How To Host the Best Sake Tasting

Sam Fairchild

Table of Contents

    Family gatherings, company parties, and nights spent with friends can often become predictable and repetitive. If you’re someone who likes to mix things up, consider adding sake tastings to your rotation. It’s a great way to break the mold and spend quality time with your loved ones. So, why not bring out the bottles and try something new?

    This is a comprehensive guide for hosting an enjoyable and captivating sake tasting event, regardless of one’s familiarity with the drink. If you’re a novice or need assistance in understanding sake, take a moment to read “What Is Sake?” But don’t worry, with these tips, you’ll be tasting sake like a pro in no time.

    Based on my experience, hosting sake tastings can be an excellent way to add structure to a gathering, similar to a wine tasting or a game night. However, unlike wine tastings, sake tastings offer a unique opportunity to showcase a drink that many of your guests may not know much about. This is what makes it so exciting! I’ve found that my guests are usually very open and engaged, asking lots of questions and showing genuine interest. Even those who have attended my tastings before come away with new insights. Sake is a nested fractal — the more I learn, the more I realize how little I know.

    There are many ways to approach a sake tasting, and I’ve personally tried about a dozen of them. You could organize it based on different rice varieties, breweries, temperatures, milling rates, yeasts, regions, or even water sources. Another approach is to taste the same sake in its pasteurized and unpasteurized (“nama”) forms. You could also choose a lineup by season. The potential combinations are as varied as sake itself.

    While we can probably agree a plethora of options is a good problem to have, it can nonetheless be difficult for beginners to know where to start. I would recommend reading the “Best Bottles & Brands for Beginners” guide, or simply picking up a Starter Set if you’re new to sake tasting.

    Now that we’ve broken ground, let’s get started with the fun stuff: the how-to’s!

    How to do a sake tasting: 3 simple steps

    Tippsy’s Starter Set.

    Tippsy’s Starter Set, featuring six different mini-bottles, makes hosting a sake tasting easy. | Photo by ketobyassociation. (@ketobyassociation)

    When it comes to tasting sake, there are three main aspects to consider: sight, smell and taste. This is also how sake judges approach their job. In order to truly comprehend the essence of a sake, it is essential to engage with it through all three dimensions.

    However, there are additional factors to take into account. Since most of us won’t get the chance to try floating sake balls in zero gravity, mise-en-place is crucial to the overall experience. Sake ware, temperature, food pairings, and visuals all play a significant role in the tasting.

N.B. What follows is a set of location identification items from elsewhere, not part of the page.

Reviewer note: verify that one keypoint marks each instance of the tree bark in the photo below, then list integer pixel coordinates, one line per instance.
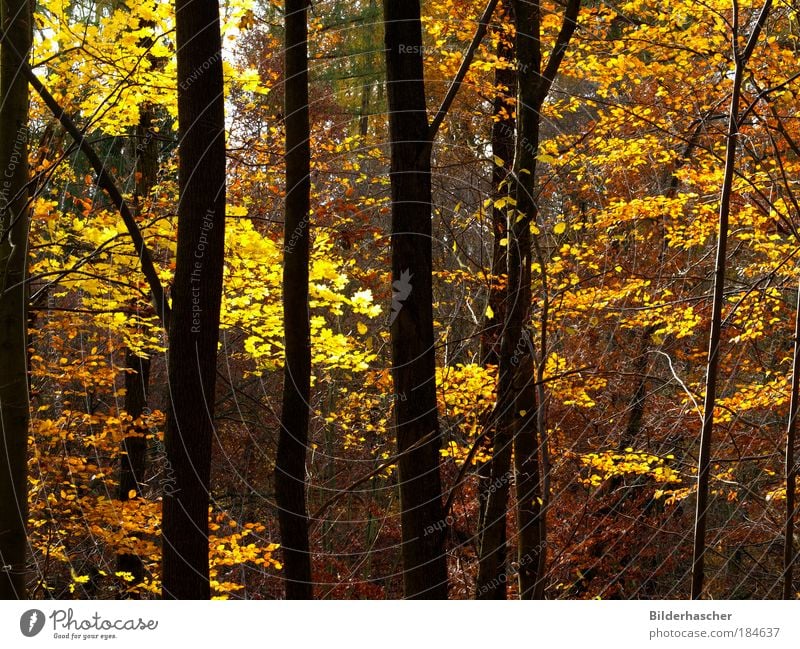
(134, 448)
(790, 466)
(519, 418)
(290, 466)
(197, 291)
(413, 355)
(503, 131)
(133, 461)
(15, 17)
(704, 462)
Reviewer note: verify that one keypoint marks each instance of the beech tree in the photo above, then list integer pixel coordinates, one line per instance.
(15, 19)
(196, 298)
(290, 464)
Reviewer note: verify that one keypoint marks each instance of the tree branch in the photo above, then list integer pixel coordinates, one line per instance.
(452, 91)
(107, 182)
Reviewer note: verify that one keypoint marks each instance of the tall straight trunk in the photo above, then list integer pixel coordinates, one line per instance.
(519, 419)
(15, 19)
(704, 462)
(790, 466)
(503, 130)
(197, 292)
(413, 355)
(134, 445)
(290, 466)
(521, 380)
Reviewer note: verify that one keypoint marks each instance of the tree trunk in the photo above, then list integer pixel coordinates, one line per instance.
(290, 466)
(503, 130)
(134, 448)
(197, 291)
(519, 419)
(706, 433)
(790, 467)
(14, 223)
(413, 354)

    Consider also the kind of tasting you want to run. It’s never bad to hand out spit cups for guests who aren’t prepared to imbibe a lot or, crucially, have to drive soon. It’s also advisable to offer water when tasting different varieties of sake, especially if you plan to taste many of them in one go. Based on personal experience, sampling multiple types of sake without cleansing your palate can hinder your ability to detect subtle flavor nuances. By the same token, even if you can handle sipping 15 different kinds of sake, it’s a good idea to narrow your scope to avoid palate fatigue.

    With that in mind, let’s dig into the three steps of tasting.

    Sight: Eye for color

    The contrast provided by the blue rings of the white janome cup make it easier to analyze sake color.

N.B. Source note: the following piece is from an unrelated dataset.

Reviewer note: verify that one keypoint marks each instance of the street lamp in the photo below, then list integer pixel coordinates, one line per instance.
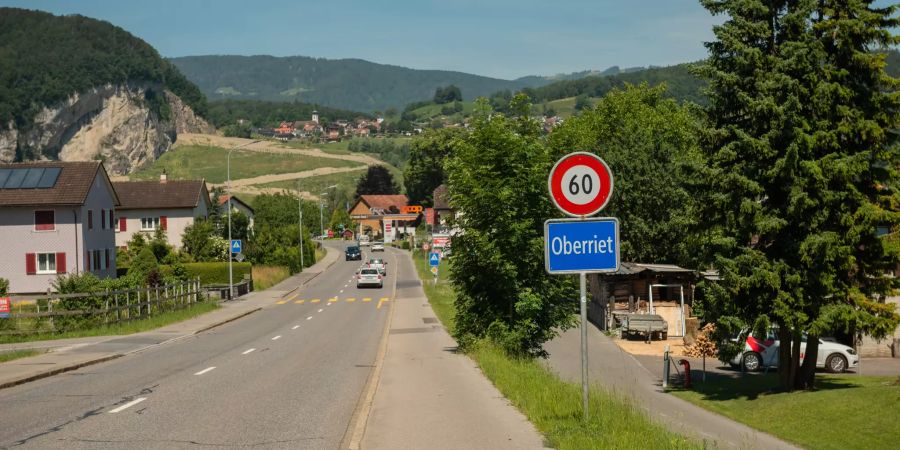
(230, 194)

    The contrast provided by the blue rings of the white janome cup make it easier to analyze sake color.

    Elements: Clarity, color

    Sake comes in a variety of colors, which can provide a clue, without even having to smell or taste, as to the style you are about to try. In general, sake that doesn’t have “ori” (sediment) or “kasu” (sake lees) is clear. Brewers take pains to remove color from their filtered sake, such as with the process of charcoal fining. There are, as always, exceptions to this rule.

    For example, “muroka” is a type of sake that hasn’t undergone the charcoal fining process, resulting in a light-yellow hue. “Koshu” (aged sake) will also have color, ranging from straw to golden to a toast-like brown like you might see with whiskey.

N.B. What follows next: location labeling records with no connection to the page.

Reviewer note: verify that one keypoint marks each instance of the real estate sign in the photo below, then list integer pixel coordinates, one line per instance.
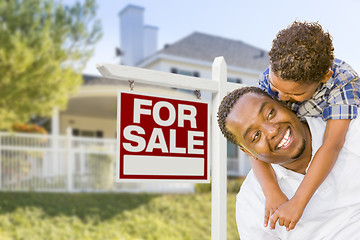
(161, 138)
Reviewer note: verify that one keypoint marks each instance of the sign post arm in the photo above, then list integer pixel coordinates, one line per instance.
(219, 157)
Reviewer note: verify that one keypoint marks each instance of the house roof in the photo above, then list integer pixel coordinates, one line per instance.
(206, 47)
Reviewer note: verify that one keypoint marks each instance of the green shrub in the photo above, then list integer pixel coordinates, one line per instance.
(233, 185)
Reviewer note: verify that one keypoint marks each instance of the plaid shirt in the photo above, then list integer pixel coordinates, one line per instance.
(337, 98)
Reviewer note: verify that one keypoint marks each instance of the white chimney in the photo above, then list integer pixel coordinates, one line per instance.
(132, 34)
(137, 41)
(150, 40)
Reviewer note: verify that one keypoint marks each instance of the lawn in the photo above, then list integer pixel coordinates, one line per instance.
(113, 216)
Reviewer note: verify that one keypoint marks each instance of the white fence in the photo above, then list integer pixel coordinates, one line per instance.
(33, 162)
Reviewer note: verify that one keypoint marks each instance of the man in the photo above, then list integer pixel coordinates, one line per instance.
(270, 132)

    To aid you in judging color, there’s no better tool than a “janome” cup. Literally meaning “snake’s eye” in Japanese due to its distinctive pattern of two concentric blue rings, these cups provide the contrast that can help you distinguish even subtle color variations in your drink. (You can redeem your Tippsy rewards points for a janome cup in the rewards section of your account!)


    Pour: Start by pouring an ounce or two of sake into your guests’ cups. I usually pour for everyone at my tastings, but for a more casual, social experience, you can have each person pour for the person next to them in a round. Pouring for others is a demonstration of sake etiquette and the mark of a good host.

    If you don’t have a janome cup, use a clear glass (white wine glasses work well) and a sheet of white paper, then hold the glass up to the paper, letting the light shine through your sake. This will project the color onto the paper nicely.

    It’s important to keep the style of sake that you’re drinking in mind as you look at its color. If you pour a junmai ginjo that doesn’t explicitly state it’s a “muroka” and you see a yellow tinge, it could be a sign that oxidation has begun to set in, indicating it’s perhaps been open longer than intended. For more information, read “Does Sake Go Bad?” and “How To Store Sake.”

    Examine: Look at the bottom of the cup. Focus on the color at the edge of the rings. Does it look crystal clear, or can you detect a hint of color? Is it a cloudy nigori? If you’re hosting a tasting for friends, these are things that can help you talk about sake types.

    Smell: Nose for aroma

    There are so many types of sake vessels, from small ochoko to your regular wine glass

    There are so many types of sake vessels, from small ochoko to your regular wine glass. Experimenting with different sake ware is one way to enrich your sake tasting experience. | Photo by Sam Fairchild.

    Elements: Intensity, individual aromas, balance

    Choosing the right glassware is going to be a running theme here. If you are using an “ochoko” (the small, round cups commonly used to serve sake of any temperature), be aware it can be difficult to get a good whiff without dipping your nose. The same can be said of “guinomi,” which are slightly larger cups with the same proportions as ochoko, although the larger volume allows for a greater concentration of aromas. “Sakazuki” (small, generally stemless cups with wide rims) have a bit more surface area that can diffuse smells effectively, especially for sake with a bit more heft.

    But my favorite glassware for tastings are “karai” (stemless, tulip-shaped tumblers) and white wine or wine tasting glasses (Riedel makes some of the best-in-class glass), all of which concentrate aromas at the tapered tops and give you a perfect portal to get your schnoz as close to the liquid as possible without needing a napkin.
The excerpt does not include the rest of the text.